Monday, May 14, 2007

How to Debug Windows Memory Dumps

From time to time, we're faced with the dreaded BSOD, or bugcheck, on a Windows machine. The procedures below guide you through the steps necessary to analyze and debug dump files.

For a downloadable copy of these procedures, click here: How%20To%20Debug%20Memory%20Dumps.doc

  • Download and install the Microsoft Debugging Tools from http://www.microsoft.com/whdc/devtools/debugging/installx86.mspx

  • Go to Start All Programs Debugging Tools For Windows WinDbg

  • Click on File Symbol File Path, enter:
    SRV*c:\symbols*http://msdl.microsoft.com/download/symbols
    and click OK.

  • Click File Save Workspace so that your symbols path is saved for future use.

  • Now locate your memory dumps. Small memory dumps are usually located in %systemroot%\minidump and Kernel memory dumps are located in %systemroot%\MEMORY.DMP.

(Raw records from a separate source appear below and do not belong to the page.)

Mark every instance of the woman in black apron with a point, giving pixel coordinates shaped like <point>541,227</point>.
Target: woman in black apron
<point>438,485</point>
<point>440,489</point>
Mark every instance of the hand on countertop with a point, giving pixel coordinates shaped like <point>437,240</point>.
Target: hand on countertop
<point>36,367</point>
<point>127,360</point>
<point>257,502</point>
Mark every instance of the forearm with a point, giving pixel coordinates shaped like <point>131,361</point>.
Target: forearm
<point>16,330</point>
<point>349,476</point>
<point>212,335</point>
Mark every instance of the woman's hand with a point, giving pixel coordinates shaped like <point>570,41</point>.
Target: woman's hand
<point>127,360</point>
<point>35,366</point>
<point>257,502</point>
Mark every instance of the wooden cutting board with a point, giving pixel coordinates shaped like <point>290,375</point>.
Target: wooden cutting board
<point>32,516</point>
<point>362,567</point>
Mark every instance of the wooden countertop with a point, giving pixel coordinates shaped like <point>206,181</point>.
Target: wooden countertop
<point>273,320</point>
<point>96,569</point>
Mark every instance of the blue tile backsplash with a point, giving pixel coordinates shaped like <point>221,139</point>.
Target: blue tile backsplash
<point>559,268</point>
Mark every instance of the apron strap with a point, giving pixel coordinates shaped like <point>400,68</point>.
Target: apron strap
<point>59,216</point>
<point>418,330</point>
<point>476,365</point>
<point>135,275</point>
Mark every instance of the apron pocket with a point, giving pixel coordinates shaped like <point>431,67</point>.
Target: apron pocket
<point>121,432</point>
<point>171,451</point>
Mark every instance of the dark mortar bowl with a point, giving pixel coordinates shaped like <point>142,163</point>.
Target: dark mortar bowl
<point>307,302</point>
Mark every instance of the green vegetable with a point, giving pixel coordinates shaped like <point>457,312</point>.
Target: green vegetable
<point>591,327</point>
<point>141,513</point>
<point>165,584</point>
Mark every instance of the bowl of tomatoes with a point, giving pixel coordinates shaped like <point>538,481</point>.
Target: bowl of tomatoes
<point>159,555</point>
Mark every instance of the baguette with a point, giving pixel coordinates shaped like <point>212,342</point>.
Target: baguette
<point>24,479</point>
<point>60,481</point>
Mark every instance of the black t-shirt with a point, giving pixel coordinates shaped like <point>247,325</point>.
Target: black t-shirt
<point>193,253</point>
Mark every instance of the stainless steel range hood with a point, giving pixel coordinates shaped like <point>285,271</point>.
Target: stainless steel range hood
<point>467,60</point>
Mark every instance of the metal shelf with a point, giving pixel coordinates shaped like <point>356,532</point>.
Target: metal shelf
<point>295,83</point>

  • Go to File Open Crash Dump and load the file. You may get a message to save base workspace information. If so, choose No. Now you will get a debugging screen. It may take a little bit to run, since the symbols are downloaded as they are needed. Then you will see information such as:

Microsoft (R) Windows Debugger Version 6.7.0005.0
Copyright (c) Microsoft Corporation. All rights reserved.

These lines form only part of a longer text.